Big data

From Wikibooks, open books for an open world
Jump to navigation Jump to search

PAPER 2 - ⇑ Fundamentals of databases ⇑

← Client server databases Big Data


Specification coverage
  • 3.11 Big data

Big data[edit]

Big data - a generic term for large or complex datasets that are difficult to store and analyse.

Big data is a generic term given to datasets that are so large or complicated that they are difficult to store, manipulate and analyse. The three main features of big data are:

  • volume: the sheer amount of data is on a very large scale
  • variety: the type of data being collected is wide-ranging, varied and may be difficult to classify.
  • velocity: the data changes quickly and may include constantly changing data sources.

The lack of structure in Big Data is considered to be the aspect creating the most difficulties. For this reason, traditional data analysis and organisation methods such as relational databases or SQL are no longer useful when it comes to Big Data . However, when the correct techniques are applied to Big Data, a vast amount of useful information can be revealed. Processing Big Data allows professionals such data scientists to spot and analyse hidden patterns and relationships which wouldn't have been easy to interpret before.

Big data is used for different purposes. In some cases, it is used to record factual data such as banking transactions. However, it is increasingly being used to analyse trends and try to make predictions based on relationships and correlations within the data. Big data is being created all the time in many different areas of life. Examples include:

  • scientific research
  • retail
  • banking
  • government
  • mobile networks
  • security
  • real-time applications
  • the Internet.

Latency - the time delay that occurs when transmitting data between devices.

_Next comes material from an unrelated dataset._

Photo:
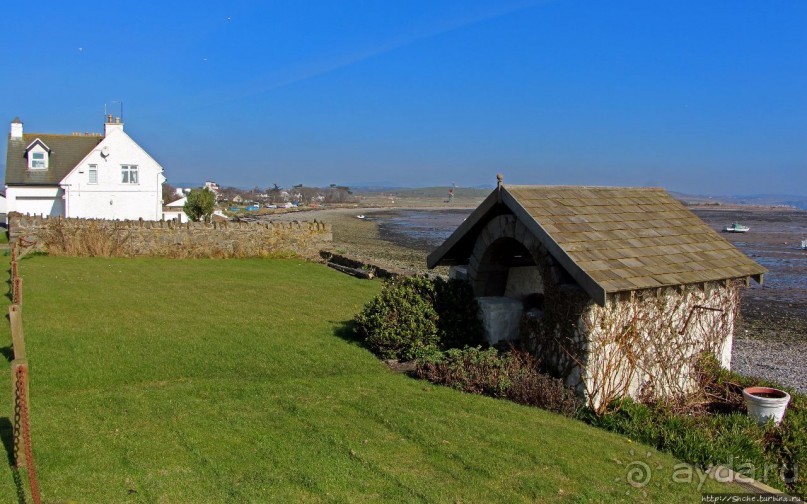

Latency is critical here and could be described as the time delay of the amount of time it takes to turn the raw data into meaningful information. With big data there may be a large degree of latency due to the amount of time taken to access and manipulate the sheer number of records.

Structured and unstructured data[edit]

Structured data - data that fit into a standard database structure of columns and rows (fields and records).

Unstructured data - data that doesn't fit into a standard database structure of columns and rows (fields and records).

Most databases work on the model that the data will fall into columns and rows, otherwise referred to as fields and records. This makes data easy to organise and store as they can be entered into the appropriate fields. When data are analysed, it is relatively easy to carry out searches and sorts to query the data. Some data doesn't fit into this model. Data can be defined as either structured or unstructured.

  • Structured data: data that can be defined using traditional database techniques using fields and records.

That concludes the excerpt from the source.